Posted January 16, 2015 at 11:44 AM by Amanda Frentz
Today, City Park staff, including Charlsie, Dillon, and Dan, planted 12,000 tulips on the bank of Big Lake.
Yep, you read that correctly - 12,000!
We’ll all be thanking them in a couple of months when a stretch of the path (near NOLA, between the lake and Lelong) is in FULL bloom. Soon you'll be able to walk the Zemurray Trail around Big Lake and it'll be like tiptoeing through the tulips!
Fair warning: after a walk, run or spin around this three-quart-mile trail ringing Big Lake, you may never go back to a drab gym. This scenic path is designed for walking, jogging or biking, and is one of the most beautiful places in New Orleans to burn off a few po-boys.
As with all of our flower fields, please remember to take only photographs. Please don't pick the flowers or on trample them.
There's even MORE to the Big Lake area!
Not to be confused with that other “big lake” just outside of the city, City Park’s Big Lake has been one of the Park’s most popular recreational attractions. The lake is surrounded by 25 acres filled with art installations, wildlife and wetlands, paths for walking, jogging and biking, the New Orleans Museum of Art and much, much more!
Parking is available on Lelong Avenue and in a lot on the north side of Big Lake on Friedrichs Avenue.
The Singing Oak
City Park’s Singing Oak is one of the many unexpected delights visitors stumble upon when exploring the park. This large oak tree, which sits adjacent to Big Lake near the intersection of Wisner and Lelong in the John S. McIlhenny Meadow, is strung with a set of wind chimes that ring a pentatonic (five notes per octave) scale. This musical art installation was designed by artist Jim Hart, and is proof positive that there’s always music in the air in New Orleans! Fun fact: one of the chimes in the Singing Oak is 14-feet long.

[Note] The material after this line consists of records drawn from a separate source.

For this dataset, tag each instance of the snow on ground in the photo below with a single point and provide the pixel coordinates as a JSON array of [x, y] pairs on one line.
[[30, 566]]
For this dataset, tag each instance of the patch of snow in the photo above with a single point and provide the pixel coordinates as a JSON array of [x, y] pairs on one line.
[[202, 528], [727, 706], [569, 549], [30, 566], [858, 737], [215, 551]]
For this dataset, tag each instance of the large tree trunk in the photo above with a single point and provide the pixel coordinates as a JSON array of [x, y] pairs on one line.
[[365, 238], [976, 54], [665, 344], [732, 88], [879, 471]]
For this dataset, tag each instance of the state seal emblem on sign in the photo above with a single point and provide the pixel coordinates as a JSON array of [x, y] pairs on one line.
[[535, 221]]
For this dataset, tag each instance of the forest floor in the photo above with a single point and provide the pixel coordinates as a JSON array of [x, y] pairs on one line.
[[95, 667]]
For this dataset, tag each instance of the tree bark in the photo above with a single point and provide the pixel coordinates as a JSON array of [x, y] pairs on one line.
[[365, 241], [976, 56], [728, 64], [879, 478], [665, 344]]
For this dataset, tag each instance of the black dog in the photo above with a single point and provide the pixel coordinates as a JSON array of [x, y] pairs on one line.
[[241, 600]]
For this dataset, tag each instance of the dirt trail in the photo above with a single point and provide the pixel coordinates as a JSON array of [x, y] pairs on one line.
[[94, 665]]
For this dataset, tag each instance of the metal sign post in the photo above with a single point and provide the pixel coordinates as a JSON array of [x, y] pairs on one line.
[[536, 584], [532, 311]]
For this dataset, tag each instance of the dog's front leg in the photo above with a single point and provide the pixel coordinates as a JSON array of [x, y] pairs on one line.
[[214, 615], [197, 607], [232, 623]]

See City Park from a new perspective! Spend a lazy afternoon floating with the ducks, swans and geese on the park’s historic bayous and lagoons. Click here for details.
Explore City Park on two wheels!
City Park’s four miles of bike paths take riders from Bayou St. John to Lake Pontchartrain. Plus there are trails around Big Lake (3/4 of a mile) and the Festival Grounds (1 mile).
No bike? No problem. Bikes can be rented from the City Park Boat House on Big Lake. Take s troll with a friend on a tandum bike. Have fun on a surrey bike with a canopy. Click here for details.
Wheel Fun Rentals provides both our bikes and boats for rental.
This painted aluminum sculpture by New Orleans artist Wayne Amedee is dedicated to the countless individuals who helped rebuild the city following Hurricane Katrina. The red and green aluminum structure is located along the jogging path to the right of City Park’s main entrance.
New Orleans Museum of Art
The New Orleans Museum of Art celebrated its 100th anniversary in 2011 and is the city’s oldest fine arts institution. The museum sits just steps away from Big Lake and is home to a permanent collection of 40,000 objects ranging from French and American art to photography, glass and Japanese exhibits. Don't miss the the five-acre Sydney and Walda Besthoff Sculpture Garden holds more than 60 sculptures collectively valued at $25 million. It's located just to the left of the entrance to NOMA. Fun Fact: Just to the left of the sculpture garden is the famous Dueling Oak.
At every turn, you’ll find something to love around Big Lake: rare and native birds, including brown pelicans and the Park’s waddling gaggles of ducks and swans; the Pump House; the lake’s fountain, which shoots water 40 feet into the air; the Louisiana Trail dotted with trees representing our state’s seven distinct tree regions. The lake is divided by the Enrique Alferez bridge, and the tranquil, smaller section of the lake – a popular spot for picnickers and the park’s geese – flows into the Besthoff Sculpture Garden. Our advice? Take your time, explore all of the nooks and crannies around Big Lake, and come back for more as often as you like!
The Trust for Public Land, in partnership with City Park, developed this trail and meadow to commemorate the indomitable spirit of the residents of Greater New Orleans for their resilience and commitment to rebuilding their homes and neighborhoods after Hurricane Katrina. We believe parks and open spaces are essential elements that support vibrant, thriving communities, and we believe growing City Park is key to a healthy New Orleans.